Mijn vader zat in zijn ziekenhuisbed een bakje vla te lepelen, toen wij met de dokter binnenkwamen om hem te vertellen dat hij niet meer beter zou worden. Hij kon toen al niet meer praten, maar hij had ook geen woorden nodig. De hand met de lepel bleef een ogenblik stil. Hij trok een wenkbrauw op en knikte. Een week later ging hij dood.

Mijn moeder hoorde haar diagnose ook van een arts. Ze was stomverbaasd. Ze had al zo lang blaasontstekingen – was dit nou kanker?

Ik was meegegaan naar het ziekenhuis.

‘Dus het is klaar?’ vroeg ze.

‘Ja,’ zei ik.

We gingen naar huis. Daar stond een ziekenhuisbed voor haar.

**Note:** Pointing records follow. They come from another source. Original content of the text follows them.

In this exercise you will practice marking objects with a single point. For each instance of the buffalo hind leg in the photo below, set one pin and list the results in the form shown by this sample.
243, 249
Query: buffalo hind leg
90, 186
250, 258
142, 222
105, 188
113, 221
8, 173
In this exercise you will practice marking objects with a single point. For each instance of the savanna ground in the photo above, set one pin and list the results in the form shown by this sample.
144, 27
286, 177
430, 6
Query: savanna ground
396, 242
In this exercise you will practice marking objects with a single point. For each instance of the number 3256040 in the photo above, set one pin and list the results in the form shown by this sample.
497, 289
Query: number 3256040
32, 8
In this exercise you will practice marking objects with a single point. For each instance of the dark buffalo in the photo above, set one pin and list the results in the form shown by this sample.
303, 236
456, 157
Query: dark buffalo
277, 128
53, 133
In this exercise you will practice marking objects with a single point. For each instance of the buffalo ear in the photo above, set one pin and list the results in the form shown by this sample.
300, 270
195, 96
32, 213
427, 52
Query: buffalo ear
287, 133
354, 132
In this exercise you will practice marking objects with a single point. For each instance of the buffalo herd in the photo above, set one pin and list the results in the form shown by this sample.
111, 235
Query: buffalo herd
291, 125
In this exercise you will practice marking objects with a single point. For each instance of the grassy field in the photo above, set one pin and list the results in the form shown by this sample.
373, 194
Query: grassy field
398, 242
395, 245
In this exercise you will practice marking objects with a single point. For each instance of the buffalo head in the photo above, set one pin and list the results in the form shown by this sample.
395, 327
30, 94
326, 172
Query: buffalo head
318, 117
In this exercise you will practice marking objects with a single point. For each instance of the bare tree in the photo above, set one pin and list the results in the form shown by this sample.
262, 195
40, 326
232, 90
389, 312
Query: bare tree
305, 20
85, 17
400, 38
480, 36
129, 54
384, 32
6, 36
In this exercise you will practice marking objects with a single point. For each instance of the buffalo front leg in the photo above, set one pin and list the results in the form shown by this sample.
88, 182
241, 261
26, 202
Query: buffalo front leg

‘Je hoeft er niet in, hoor,’ zei ik. ‘Dat is pas nodig als je niet meer wilt zitten.’

Ze heeft nog een halve dag op een stoel gezeten, toen wilde ze in dat bed. Ze had geen trek meer in eten en drinken, ze ging wachten op de dood. Alsof ze een taxi had gebeld, die zo dadelijk zou komen.